The lining was some satin I got off the clearance table at Spotlight. I must say I put it up with the worst fabric I've ever sewn, its very thin and really slippery, it acts like a bias cut fabric even when its on grain, good thing it looks so nice! I bagged the lining out from the instructions in Jackets for Real People (gee those book titles get me every time - is there a series for plastic people too, lol)


I installed a hidden pocket inbetween the facing and lining from the instructions in Kenneth Kings Cool Couture, plus put piping around all the facings


I'm actually really happy with it - it feels quite young and bright which suits her, and I love the contrast of the bright satin lining. If I made it again I'd make the pockets lots bigger and lower - she has trouble getting her hands in. At least she wanted to wear it as soon as I'd finished so I think I've made a winner!

I'm not quite sure why I've had the urge to make jackets in the middle of Summer - same reason why I make dresses in winter I suppose!

Wednesday, December 28, 2011

Book review: Burdastyle sewing handbook


Book Index/Chapter headings;

Chapter 1: Getting Started
Setting up sewing spaces, sewing toolkit, using a sewing machine.

Chapter 2: Using patterns
Selecting your size, tracing off patterns and adding seam allowances

Chapter 3: Let's start sewing
fabrics, finishing techniques, closures

Chapter 4: The skirt
Includes the skirt pattern and 2 variations.


Chapter 5: The blouse
Includes the blouse pattern and 2 variations


Chapter 6: The dress
Includes the dress and 2 variations


Chapter 7: The coat
Includes the coat and 2 variations


Chapter 8: The bag
Includes the bag and 2 variations


Does this book have clear illustrations or photographs?
Yes, the instructions are quite good for the patterns too. I really enjoyed the page at the end of each chapter that includes another 13 or 14 variations of that pattern.

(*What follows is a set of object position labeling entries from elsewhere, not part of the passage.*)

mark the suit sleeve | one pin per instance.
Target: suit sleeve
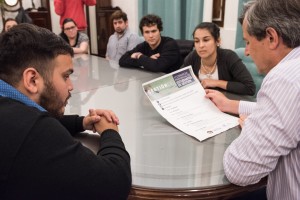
(51, 160)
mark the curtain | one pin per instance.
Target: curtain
(179, 17)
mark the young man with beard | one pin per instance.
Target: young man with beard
(39, 157)
(158, 53)
(122, 40)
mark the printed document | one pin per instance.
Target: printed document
(180, 99)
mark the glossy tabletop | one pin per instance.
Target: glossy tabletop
(162, 157)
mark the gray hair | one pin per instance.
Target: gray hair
(281, 15)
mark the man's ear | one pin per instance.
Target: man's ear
(32, 80)
(272, 37)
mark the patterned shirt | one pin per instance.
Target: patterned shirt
(118, 45)
(269, 142)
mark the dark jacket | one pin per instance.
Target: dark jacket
(41, 160)
(169, 60)
(230, 68)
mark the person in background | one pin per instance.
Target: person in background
(73, 9)
(39, 157)
(122, 40)
(269, 144)
(216, 67)
(157, 53)
(77, 40)
(9, 23)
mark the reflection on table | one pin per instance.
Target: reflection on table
(166, 163)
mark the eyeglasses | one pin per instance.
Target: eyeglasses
(70, 28)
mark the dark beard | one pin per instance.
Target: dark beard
(50, 101)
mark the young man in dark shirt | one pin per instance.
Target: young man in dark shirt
(39, 157)
(157, 53)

Would you recommend this book as a MUST HAVE?
I like the style of writing, and I like the variations on each pattern, it really shows you don't need an arsenal of patterns if you are creative with some basic ones. I will admit though that none of the patterns except for the coat really jump out at me personally and my favourite coat variations (no. 10 and 13) have got no extra elaboration on how to make them! (I reckon 13 is just shortened into a jacket and 10 looks as if the darts have been rotated out to make an a-line coat skirt)

I thought the basic sewing information included was good and I like the information on sewing a curved princess seam, its how I do it now but I wish I'd known it when I started sewing.

I ordered mine online and to be honest I don't know if I'd have bought it if I could have flipped through it first (Ah, who am I kidding I have a sewing book addiction - I can never say no to adding another one to my library!). It seems to be focused towards beginners/advanced beginners and if you were just starting out or hadn't been sewing for long I would maybe recommend it to you but also tell you to get a good fitting book and a good basics book like Readers Digest Complete guide to Sewing or The Vogue sewing book, which have a lot more beginner sewing information but just don't come with the patterns.

So in summary: A good basic book but unless you like any of the patterns included, I would recommend having a flip through it before you buy.